Harbs demonstrated this approach by prototyping a custom itemByLabel() method callable on PageItems:
http://bit.ly/b6uY9q
[The second part of my article will provide practical applications and workarounds on this subject.]
> Yes, this worked in CS4 but wasn't it confusing?
Yeah I didn't see that part of the problem. You have convinced me.
Thx for all.
Loic
Thank you so much for this clear explanation. I've wondered what toSpecifier() was for years, and have avoided everyItem() because I didn't understand exactly how it worked. I think I've been suffering from a fuzzy understanding of the distinction between, as you call them, JavaScript objects and InDesign objects. Feel like shedding some light on getElements() as well?
@ absqua
Glad to bring you some hints on this complex subject. Details on getElements() in Part 2 (coming soon.)
Thanks,
Marc
great and clear summary on this often underestimated topic.
in the beginning of my scripting career i had some strange experiences with everyItem() - based on my misunderstanding - and stopped using it. i came back last year using it more and more. the only good thing about for-loops for accesing child objects is better code readability.
i happy to hear there will be a second part. for me "getElements()" was a key for understanding the topic entirely.
thanks for the work!
gregor
I never quite understood these collection objects. I knew how to use them, but I couldn't figure out how they were implemented. The everyItem seemed like a ForEach(delegate) construct I knew from programming in C#, so the first time I thought I needed to pass it a function as an argument.
I have always thought it poorly designed, negative indexes, anyItem, what were they smoking?

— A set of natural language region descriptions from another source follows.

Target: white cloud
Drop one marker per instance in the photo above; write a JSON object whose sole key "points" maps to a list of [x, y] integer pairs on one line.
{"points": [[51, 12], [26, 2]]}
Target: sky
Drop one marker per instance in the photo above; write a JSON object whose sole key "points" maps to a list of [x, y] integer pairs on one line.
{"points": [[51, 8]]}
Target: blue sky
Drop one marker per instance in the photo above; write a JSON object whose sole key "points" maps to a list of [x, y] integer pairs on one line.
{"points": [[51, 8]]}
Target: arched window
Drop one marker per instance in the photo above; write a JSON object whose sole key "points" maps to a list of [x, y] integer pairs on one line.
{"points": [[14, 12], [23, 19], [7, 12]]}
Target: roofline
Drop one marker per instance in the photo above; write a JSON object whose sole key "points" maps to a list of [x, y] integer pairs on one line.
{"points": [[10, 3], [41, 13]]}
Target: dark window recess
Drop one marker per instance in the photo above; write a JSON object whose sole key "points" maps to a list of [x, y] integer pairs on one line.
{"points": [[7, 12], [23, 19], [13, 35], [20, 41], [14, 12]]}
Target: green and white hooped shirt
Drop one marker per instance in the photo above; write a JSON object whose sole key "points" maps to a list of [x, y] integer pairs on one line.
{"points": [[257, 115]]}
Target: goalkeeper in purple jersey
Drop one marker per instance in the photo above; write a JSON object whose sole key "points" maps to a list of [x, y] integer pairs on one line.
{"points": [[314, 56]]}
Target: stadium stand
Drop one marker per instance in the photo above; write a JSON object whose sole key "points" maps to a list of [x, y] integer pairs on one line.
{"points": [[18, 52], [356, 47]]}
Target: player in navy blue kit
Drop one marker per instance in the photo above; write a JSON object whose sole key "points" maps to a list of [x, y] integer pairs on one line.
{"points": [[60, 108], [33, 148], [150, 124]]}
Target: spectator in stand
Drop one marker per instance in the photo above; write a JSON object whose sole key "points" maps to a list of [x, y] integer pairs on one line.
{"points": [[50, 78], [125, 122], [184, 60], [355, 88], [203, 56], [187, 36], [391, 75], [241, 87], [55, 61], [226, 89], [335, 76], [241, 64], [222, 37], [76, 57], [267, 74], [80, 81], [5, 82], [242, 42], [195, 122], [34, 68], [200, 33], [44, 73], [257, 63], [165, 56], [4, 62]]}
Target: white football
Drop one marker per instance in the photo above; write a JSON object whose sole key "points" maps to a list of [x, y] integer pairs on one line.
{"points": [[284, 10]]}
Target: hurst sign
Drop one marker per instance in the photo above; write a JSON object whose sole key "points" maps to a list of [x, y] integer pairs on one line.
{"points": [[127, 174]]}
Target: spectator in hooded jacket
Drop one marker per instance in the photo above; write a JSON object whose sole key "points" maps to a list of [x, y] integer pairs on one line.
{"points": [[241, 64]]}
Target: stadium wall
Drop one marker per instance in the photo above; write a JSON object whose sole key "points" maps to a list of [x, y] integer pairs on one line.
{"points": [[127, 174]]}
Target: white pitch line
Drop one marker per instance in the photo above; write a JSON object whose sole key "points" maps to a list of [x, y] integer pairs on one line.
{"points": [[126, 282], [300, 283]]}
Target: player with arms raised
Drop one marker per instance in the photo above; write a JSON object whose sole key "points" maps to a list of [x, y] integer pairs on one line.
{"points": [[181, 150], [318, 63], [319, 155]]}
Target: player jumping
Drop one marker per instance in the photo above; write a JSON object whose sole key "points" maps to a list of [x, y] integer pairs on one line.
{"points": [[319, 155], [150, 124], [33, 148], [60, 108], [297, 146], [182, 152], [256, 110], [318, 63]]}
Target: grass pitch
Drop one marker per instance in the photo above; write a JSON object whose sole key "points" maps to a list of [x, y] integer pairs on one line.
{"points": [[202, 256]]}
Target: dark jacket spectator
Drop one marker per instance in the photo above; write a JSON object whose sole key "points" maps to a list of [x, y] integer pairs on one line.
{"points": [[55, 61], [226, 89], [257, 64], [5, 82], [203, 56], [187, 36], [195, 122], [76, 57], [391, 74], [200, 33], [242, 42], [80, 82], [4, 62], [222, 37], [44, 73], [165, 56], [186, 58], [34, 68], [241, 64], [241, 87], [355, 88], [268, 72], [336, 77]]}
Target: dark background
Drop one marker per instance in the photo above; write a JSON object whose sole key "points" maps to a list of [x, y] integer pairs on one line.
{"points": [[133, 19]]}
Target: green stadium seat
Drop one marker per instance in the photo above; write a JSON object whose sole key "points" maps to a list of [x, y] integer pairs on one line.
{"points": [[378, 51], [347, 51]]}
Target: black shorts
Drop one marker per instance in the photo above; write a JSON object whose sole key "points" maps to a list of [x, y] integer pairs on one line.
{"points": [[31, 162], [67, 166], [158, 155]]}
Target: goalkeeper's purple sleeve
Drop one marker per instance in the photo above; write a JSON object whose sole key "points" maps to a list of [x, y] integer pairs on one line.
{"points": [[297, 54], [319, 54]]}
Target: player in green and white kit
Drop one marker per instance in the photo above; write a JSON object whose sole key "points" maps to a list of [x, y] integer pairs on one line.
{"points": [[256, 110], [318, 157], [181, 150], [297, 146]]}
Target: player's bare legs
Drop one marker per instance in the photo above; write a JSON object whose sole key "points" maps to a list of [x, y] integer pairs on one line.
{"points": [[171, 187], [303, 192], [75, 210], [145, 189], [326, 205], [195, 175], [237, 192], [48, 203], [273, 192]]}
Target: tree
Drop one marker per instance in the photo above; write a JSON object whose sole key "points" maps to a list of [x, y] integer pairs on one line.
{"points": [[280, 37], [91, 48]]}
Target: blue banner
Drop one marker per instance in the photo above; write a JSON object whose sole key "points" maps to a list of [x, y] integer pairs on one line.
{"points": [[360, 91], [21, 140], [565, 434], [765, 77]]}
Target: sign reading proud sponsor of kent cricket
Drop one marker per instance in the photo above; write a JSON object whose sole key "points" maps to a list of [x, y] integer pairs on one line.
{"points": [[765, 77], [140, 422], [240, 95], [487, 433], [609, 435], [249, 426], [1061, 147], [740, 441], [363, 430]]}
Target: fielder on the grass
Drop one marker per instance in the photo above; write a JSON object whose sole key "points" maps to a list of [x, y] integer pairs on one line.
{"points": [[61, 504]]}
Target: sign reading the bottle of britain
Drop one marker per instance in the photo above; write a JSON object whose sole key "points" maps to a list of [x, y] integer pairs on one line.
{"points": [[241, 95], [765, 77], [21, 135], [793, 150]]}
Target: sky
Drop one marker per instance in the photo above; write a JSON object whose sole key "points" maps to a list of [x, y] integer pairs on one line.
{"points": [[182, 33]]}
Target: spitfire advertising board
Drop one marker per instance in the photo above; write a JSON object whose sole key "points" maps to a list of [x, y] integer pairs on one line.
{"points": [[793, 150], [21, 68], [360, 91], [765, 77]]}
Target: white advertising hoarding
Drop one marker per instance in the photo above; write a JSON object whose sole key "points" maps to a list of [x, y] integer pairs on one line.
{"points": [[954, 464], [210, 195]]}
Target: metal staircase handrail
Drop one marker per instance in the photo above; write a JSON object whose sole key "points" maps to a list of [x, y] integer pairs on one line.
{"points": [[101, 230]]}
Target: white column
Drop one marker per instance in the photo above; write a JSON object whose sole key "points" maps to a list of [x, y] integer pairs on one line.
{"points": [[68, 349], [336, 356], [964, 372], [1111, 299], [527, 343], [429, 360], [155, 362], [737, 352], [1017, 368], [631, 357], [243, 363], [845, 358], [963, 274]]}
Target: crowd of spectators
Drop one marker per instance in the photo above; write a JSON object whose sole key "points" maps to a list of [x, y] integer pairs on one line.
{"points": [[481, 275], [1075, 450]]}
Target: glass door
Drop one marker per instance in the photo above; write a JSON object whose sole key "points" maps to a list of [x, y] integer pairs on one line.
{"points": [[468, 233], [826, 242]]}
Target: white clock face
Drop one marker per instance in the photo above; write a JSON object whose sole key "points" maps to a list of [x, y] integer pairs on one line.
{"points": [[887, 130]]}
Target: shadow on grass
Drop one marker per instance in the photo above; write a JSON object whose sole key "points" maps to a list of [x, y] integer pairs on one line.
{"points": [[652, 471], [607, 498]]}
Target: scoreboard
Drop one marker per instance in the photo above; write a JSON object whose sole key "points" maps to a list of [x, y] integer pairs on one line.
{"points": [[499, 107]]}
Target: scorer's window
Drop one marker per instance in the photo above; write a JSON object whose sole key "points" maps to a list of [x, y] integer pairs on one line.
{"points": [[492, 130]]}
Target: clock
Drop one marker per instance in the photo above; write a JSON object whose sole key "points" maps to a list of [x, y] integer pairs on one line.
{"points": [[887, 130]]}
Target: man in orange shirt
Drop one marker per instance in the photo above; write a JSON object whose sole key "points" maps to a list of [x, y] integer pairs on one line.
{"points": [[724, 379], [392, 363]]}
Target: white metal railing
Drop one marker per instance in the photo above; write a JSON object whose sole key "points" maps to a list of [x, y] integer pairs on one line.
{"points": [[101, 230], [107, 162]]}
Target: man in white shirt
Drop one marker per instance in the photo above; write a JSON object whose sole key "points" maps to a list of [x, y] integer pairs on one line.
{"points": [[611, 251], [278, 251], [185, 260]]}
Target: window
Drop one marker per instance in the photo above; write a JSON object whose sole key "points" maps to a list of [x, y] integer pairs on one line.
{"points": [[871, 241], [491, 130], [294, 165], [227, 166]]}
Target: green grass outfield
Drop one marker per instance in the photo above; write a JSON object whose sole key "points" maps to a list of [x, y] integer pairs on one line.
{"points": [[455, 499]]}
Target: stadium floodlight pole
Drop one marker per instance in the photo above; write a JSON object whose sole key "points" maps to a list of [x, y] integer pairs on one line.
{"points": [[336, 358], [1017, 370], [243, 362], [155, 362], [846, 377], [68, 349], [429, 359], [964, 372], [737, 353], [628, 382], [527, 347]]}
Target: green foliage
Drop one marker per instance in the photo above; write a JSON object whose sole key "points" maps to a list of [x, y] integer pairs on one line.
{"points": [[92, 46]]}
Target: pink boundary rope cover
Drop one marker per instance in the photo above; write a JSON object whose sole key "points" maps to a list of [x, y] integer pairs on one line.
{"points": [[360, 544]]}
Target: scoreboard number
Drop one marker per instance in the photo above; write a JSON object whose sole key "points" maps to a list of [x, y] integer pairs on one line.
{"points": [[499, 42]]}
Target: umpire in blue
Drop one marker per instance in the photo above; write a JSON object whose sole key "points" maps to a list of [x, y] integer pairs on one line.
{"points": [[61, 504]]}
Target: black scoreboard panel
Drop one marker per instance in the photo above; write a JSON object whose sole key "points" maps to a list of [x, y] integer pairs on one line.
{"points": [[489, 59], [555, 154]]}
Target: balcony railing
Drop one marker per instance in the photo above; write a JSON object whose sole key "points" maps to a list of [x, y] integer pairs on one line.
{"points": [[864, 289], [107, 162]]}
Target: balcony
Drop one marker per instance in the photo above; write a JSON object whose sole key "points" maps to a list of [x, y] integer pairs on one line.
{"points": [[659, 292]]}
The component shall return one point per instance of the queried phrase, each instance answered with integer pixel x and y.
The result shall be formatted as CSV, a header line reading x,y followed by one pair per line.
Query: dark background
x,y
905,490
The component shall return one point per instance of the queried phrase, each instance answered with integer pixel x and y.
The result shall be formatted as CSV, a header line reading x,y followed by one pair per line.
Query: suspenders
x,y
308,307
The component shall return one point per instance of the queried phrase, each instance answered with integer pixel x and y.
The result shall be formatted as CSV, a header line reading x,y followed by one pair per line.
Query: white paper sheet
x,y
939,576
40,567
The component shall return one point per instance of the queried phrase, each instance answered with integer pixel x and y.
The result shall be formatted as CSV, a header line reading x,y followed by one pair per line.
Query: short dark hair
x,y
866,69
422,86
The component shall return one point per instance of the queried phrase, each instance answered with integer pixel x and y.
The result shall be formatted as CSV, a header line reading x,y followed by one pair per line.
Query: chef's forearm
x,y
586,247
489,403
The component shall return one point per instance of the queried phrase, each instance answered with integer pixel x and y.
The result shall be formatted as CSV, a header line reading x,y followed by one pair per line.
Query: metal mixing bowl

The weird interface is probably one reason not many people actually understand these objects.
Thanks for explaining!
Wow, Marc (and Dave, in the link), what great posts! I have been scripting InDesign for a little while now and have always shied away from certain topics because they were confusing and, to me at least, not well documented. I thought I just didn't understand Javascript very well. If only I had known that it was because Adobe was trying to shoehorn three languages together in one embedded environment and trying to make them behave the same.
I am taking a class at the moment in using Javascript for the web (actually it's mostly theory and a crash course in functional programming, so it's applicable in many situations), and the teacher was curious about the use of Javascript with InDesign, which he'd never heard of.
I decided to put together some examples of scripts I'd written, and in doing so, I was forced finally to confront my lack of understanding of why, when you search for something that's not there like myDoc.paragraphStyles.item( "idontexist" ), you don't get undefined but instead you get an object that maddeningly actually exists but is completely broken for all practical purposes and whose brokenness can only be detected by the mysterious isValid method.
Now I understand everything. It's amazing how having to explain something to someone else can really motivate one to learn new things.
@hp @Michiel @richardh
Thank you all for your really positive comments :) I am pleased that this article opens new horizons to scripters.